RER: Seeing as you started with just one client, how did you later on get those connections?

Jacobsen: First they really just came from referrals. Sheryll advertised to her PR friends along with Loyola investing in us and providing us with clientele. It’s really a mixed bag though, I would say. There are some clients who see our work through other clients that we have had in the past and then also through our own efforts by putting our name out there, knocking on doors, sending out emails.  It depends and it really takes an entrepreneurial spirit to go out there and find new business. 

RER: Right, and I’m sure it wasn’t easy. But, being a student run agency, have you ever found that it’s proved an issue with obtaining clientele compared to an agency run by working professionals?

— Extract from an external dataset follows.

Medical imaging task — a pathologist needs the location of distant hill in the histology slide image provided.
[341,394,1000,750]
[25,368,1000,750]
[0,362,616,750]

Jacobsen: We are a student run company and that is not a secret. It’s always put on the forefront of the pitches that we do when we sit down with the client and say “Listen, here is our plan. Here is where we’d like to get to, and we are going to do our very best to impress you.” On the business side of it, we charge at about a discount of 91% to our clients, so they’re actually getting a lot more than they pay for. I think that each one of our clients choose Inigo in the first place because they’re like, you know what? We have professional PR people within our departments, that’s not what we need. What we need are new and fresh perspectives from the people that are in college learning new things. 

RER: What is your experience like as a firm director?

Jacobsen: I officially started as firm director in May of last semester. Like anyone else who joins Inigo I had major imposter syndrome like, “What the heck did I get myself into? This is so much work; I have no experience.” And by the end I was like, “Wow, this is an amazing experience,” and I learned so much about myself. I can give this presentation on all of the work that we’ve done confidently and talk to clients confidently. 

RER: You mentioned that you didn’t really have that much work experience prior to entering Inigo so is that something you try to look at in students when they apply?

Jacobsen: Yes and no. Inigo comes from a wide range of experiences and not necessarily only from communications. We have people who have fine arts backgrounds, political science backgrounds, people who have had a steady job since they were in high school or people who have never had a job before besides babysitting. There’s really no adult standing over our shoulders saying “This is what the agency needs to look like; this is how it should run, and here’s what you need to do with your clients.” There’s none of that. It is us.

RER: That sounds like a lot of responsibility for someone like you who is in charge. How do you deal with the pressure of being in an important position of leadership?

Jacobsen: Right. My success isn’t about me taking over and saying this needs to go to this client and here’s exactly what you need to do, follow my syllabus. That is not my job at all. My job is to make sure that everyone else is stepping up and finding their own goals, and then accomplishing them at the end of the semester. Students in particular are so used to having a syllabus and following it to the tee. If you do this you’ll get an A. That is nonexistent in the world. There’s no feedback like a letter grade. You really have to figure out your idea of success in the end. 

RER: Well clearly everyone has done a great job because it is such a successful program being Chicago’s first and only student-run agency. Where do you see yourselves expanding in the future? 

Jacobsen: That is a big question and a question that we are asking ourselves right now. The pandemic really pushed us to figure out ways to stay connected and then it also opened up a great opportunity to bring in clients. We reached out to national companies located in other cities and we got one in Wichita, Kansas, a healthcare practice. We did some work for them and then we actually got a call from someone in Ireland so we thought, “Why weren’t we doing this before?”  Our short term goal for this semester is to really focus on revamping the application process and figuring out how we attract a diverse group of students. Before, we felt like we had a reputation because everybody was on campus. Now we kind of have to start over and build that again for ourselves as an agency to let students know who we are and what we have to offer.